OK, as far as I can see, that + 2 needs to be taken into account back in Sky_ProcessPoly, i.e. if I allocate +2 more elements in Sky_ProcessPoly it seems to work smoothly. The relevant change for vkquake should be like the following -- @vsonnier: do you concur?

diff --git a/Quake/gl_sky.c b/Quake/gl_sky.c
index b49c60e..272548b 100644
--- a/Quake/gl_sky.c
+++ b/Quake/gl_sky.c
@@ -681,16 +681,17 @@ void Sky_ProcessPoly (cb_context_t *cbx, glpoly_t *p, float color[3])
 	// update sky bounds
 	if (need_bounds)
 	{
-		const size_t MAX_CLIP_VERTS = p->numverts;
+		const size_t MAX_CLIP_VERTS = p->numverts + 2;
+		const int num_verts = p->numverts;
 
 		TEMP_ALLOC (vec3_t, verts, MAX_CLIP_VERTS);
 
-		for (size_t i = 0; i < MAX_CLIP_VERTS; i++)
+		for (int i = 0; i < num_verts; i++)
 		{
 			poly_vert = &p->verts[0][0] + (i * VERTEXSIZE);
 			VectorSubtract (poly_vert, r_origin, verts[i]);
 		}
-		Sky_ClipPoly (MAX_CLIP_VERTS, verts[0], 0);
+		Sky_ClipPoly (num_verts, verts[0], 0);
 
 		TEMP_FREE (verts);
 	} 

sezero avatar Jul 25 '24 12:07 sezero

Thanks @sezero for your thorough investigation. At first glance your change looks inconsistent, why making verts bigger than num_verts while the iteration looks like:

for (size_t i = 0; i < num_verts; i++)
{
...
	VectorSubtract (poly_vert, r_origin, verts[i]);
}

Well the reason is that VectorSubtract is actually a macro expanding to: (thank you Visual Studio)

do {
    (verts[i])[0] = (poly_vert)[0] - (r_origin)[0]; (verts[i])[1] = (poly_vert)[1] - (r_origin)[1]; (verts[i])[2] = (poly_vert)[2] - (r_origin)[2];
} while (0)

So the farther access of verts array is actually (verts[num_elements])[2] which the compiler happily take and interpret as verts[num_elements + 2] apparently ????

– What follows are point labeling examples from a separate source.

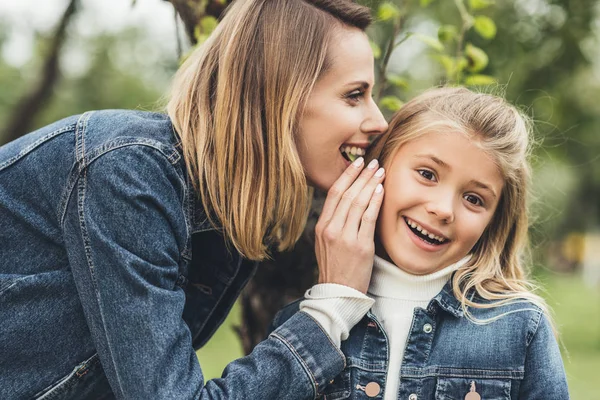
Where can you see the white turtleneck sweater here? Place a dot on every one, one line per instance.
(393, 295)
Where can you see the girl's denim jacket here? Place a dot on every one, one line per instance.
(513, 357)
(111, 275)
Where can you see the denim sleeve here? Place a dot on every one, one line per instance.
(124, 230)
(545, 377)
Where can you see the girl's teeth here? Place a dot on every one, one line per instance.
(424, 232)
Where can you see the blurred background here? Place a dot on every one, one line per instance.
(61, 57)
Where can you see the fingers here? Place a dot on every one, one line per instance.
(368, 219)
(362, 202)
(351, 197)
(340, 186)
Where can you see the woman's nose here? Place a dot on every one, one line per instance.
(375, 123)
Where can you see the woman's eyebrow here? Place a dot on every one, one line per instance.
(363, 84)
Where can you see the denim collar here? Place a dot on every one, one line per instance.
(447, 301)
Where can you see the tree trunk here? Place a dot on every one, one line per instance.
(21, 121)
(279, 281)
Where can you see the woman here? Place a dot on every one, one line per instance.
(125, 237)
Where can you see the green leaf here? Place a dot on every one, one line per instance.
(388, 11)
(391, 103)
(476, 57)
(480, 80)
(485, 27)
(447, 33)
(376, 50)
(480, 4)
(430, 41)
(397, 81)
(447, 62)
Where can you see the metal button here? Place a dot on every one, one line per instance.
(372, 389)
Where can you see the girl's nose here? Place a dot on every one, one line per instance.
(442, 208)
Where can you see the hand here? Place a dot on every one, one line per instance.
(344, 234)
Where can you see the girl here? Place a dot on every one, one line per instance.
(126, 237)
(452, 316)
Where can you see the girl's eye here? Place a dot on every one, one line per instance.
(355, 96)
(474, 200)
(427, 174)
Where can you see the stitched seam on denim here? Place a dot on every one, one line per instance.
(328, 338)
(199, 330)
(443, 370)
(387, 341)
(408, 372)
(312, 379)
(118, 144)
(68, 380)
(35, 144)
(88, 255)
(533, 330)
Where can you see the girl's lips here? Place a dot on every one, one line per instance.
(422, 244)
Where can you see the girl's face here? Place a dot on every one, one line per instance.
(340, 115)
(441, 186)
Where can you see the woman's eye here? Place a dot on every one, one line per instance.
(474, 200)
(355, 96)
(425, 173)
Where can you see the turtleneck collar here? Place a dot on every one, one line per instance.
(390, 281)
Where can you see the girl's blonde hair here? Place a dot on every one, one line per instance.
(496, 267)
(235, 105)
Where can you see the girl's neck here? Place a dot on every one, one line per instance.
(392, 282)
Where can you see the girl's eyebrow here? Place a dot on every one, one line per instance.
(363, 85)
(435, 160)
(483, 186)
(444, 165)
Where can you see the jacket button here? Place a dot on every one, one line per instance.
(372, 389)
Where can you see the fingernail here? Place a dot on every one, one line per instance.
(372, 164)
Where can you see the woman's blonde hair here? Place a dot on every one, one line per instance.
(235, 105)
(496, 266)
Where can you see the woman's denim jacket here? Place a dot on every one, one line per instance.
(513, 357)
(111, 275)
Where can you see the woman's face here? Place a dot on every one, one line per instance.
(340, 116)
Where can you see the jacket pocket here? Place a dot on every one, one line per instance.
(338, 388)
(86, 382)
(457, 388)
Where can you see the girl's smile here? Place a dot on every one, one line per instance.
(441, 190)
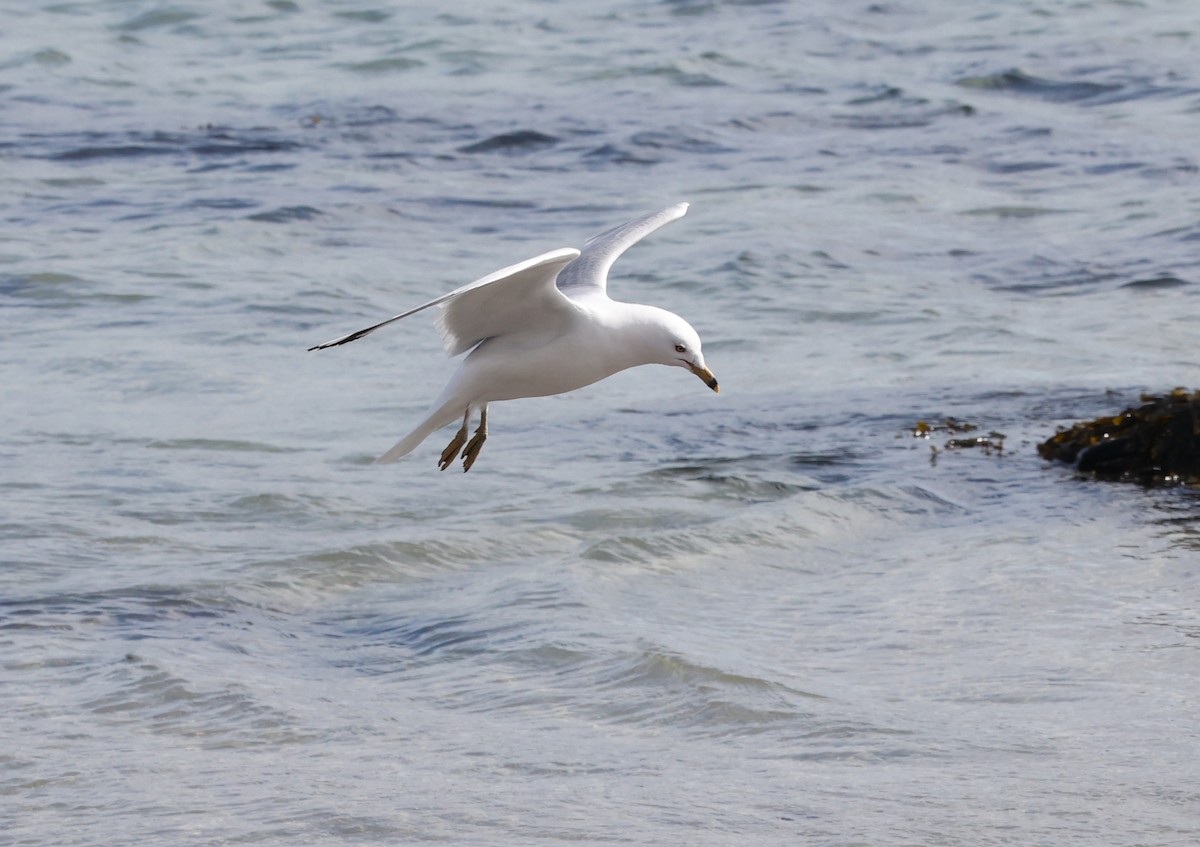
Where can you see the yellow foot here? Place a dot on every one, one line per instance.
(451, 452)
(472, 452)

My C is not good enough to see how this could be legal or not. Does the compiler even issue a warning ?

And this explains those magical +2 in the rest of Sky_ClipPoly, this is because the usage of Vector-like macros.

vsonnier avatar Jul 25 '24 17:07 vsonnier

The problem appears not in Sky_ProcessPoly, but Sky_ClipPoly where it does VectorCopy (vecs, (vecs+(i*3)) ); which results in a buffer overrun: I noticed that by running qs under valgrind.

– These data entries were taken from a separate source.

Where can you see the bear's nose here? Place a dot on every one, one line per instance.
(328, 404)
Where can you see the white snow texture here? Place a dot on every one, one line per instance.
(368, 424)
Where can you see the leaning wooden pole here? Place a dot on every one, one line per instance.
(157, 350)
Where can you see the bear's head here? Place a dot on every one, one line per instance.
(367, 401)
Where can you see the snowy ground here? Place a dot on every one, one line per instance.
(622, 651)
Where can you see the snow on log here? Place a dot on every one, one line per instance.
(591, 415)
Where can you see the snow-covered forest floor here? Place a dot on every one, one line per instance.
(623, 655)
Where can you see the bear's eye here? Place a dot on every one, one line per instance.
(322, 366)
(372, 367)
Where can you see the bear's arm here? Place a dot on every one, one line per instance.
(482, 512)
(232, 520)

sezero avatar Jul 25 '24 17:07 sezero

I just applied the gl_sky3.patch from above to qs as e35ecad1847de7b2d3382ce180c145015cc1e379

@vsonnier: Waiting for your further comments / replies to apply the vkquake patch and close this.

sezero avatar Jul 25 '24 18:07 sezero

Damn maybe I'm dense, but how that would even work ?

Sky_ClipPoly (int nump, vec3_t vecs, int stage) {

//so `vecs` is just a parameter, passed-by-copy...
//...

for (i = 0, v = vecs; i < nump; i++, v += 3)
{
...
}
// at that point, i = nump ?
// and so then later so we finally have :
//...
VectorCopy (vecs, (vecs + (nump * 3))); // how (vecs + (nump * 3))[n] is even a valid access, for any n ?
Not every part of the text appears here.